Configure Hadoop and start cluster services using Ansible Playbook.
To configure hadoop using playbook ,We first need to install ansible on our controller node .
Ansible playbook only supports yaml file .
In the ansible playbook
We have to ,
First configure and start the services of NameNode .
We need to update the inventory file with the IP’s and Authentication details .
After updating the inventory file, We have to configure ansible configuration file.
vim /etc/ansible/ansible.cfg
In ansible configuration file, We need to update the location of inventory files and also we need to configure ansible not to check host-key ,This is because whenever first time we do remote login they always ask for host-key checking for the first time .

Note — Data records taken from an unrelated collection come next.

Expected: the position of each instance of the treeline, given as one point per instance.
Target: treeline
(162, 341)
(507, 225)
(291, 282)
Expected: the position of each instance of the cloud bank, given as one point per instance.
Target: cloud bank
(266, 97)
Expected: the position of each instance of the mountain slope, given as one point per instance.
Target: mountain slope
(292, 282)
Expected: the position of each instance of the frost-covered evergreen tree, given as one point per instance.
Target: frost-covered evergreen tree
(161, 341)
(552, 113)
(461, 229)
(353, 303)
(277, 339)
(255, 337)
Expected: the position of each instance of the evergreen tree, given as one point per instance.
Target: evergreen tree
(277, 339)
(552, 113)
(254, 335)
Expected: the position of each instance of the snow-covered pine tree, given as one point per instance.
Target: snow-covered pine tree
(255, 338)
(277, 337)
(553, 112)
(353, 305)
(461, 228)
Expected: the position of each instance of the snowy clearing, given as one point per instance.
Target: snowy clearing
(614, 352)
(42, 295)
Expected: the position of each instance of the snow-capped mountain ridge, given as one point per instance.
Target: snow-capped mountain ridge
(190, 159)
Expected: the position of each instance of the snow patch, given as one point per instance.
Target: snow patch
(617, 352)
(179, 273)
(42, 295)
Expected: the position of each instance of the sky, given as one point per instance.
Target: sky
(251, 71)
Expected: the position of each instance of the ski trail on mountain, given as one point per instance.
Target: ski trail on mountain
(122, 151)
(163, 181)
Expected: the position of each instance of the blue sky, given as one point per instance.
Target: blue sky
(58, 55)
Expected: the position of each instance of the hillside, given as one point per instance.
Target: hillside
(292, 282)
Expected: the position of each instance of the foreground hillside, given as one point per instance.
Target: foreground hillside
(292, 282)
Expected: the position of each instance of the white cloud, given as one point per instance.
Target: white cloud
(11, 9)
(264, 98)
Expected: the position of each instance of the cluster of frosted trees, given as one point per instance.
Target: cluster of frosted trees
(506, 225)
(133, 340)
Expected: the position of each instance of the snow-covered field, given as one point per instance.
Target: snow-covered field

To check all the list of hosts ,So that we can confirm our configuration has gone right.
ansible all — list-hosts
To check all IP on the inventory is ping able or not ,So that we can continue with the next step.
ansible all -m ping
To do this Task I have created 192.168.43.233 as NameNode and 192.168.43.76 as DataNode .
So lets start ,
I created a separate variable file to keep the ansible playbook organised so that if in future if any changes is required . Anyone can do it easily.
I created a file named nn.yml also called as parameter file.
vim /root/ansible_wp/nn.yml
I created a file named namenode.yml to configure any server as Name Node .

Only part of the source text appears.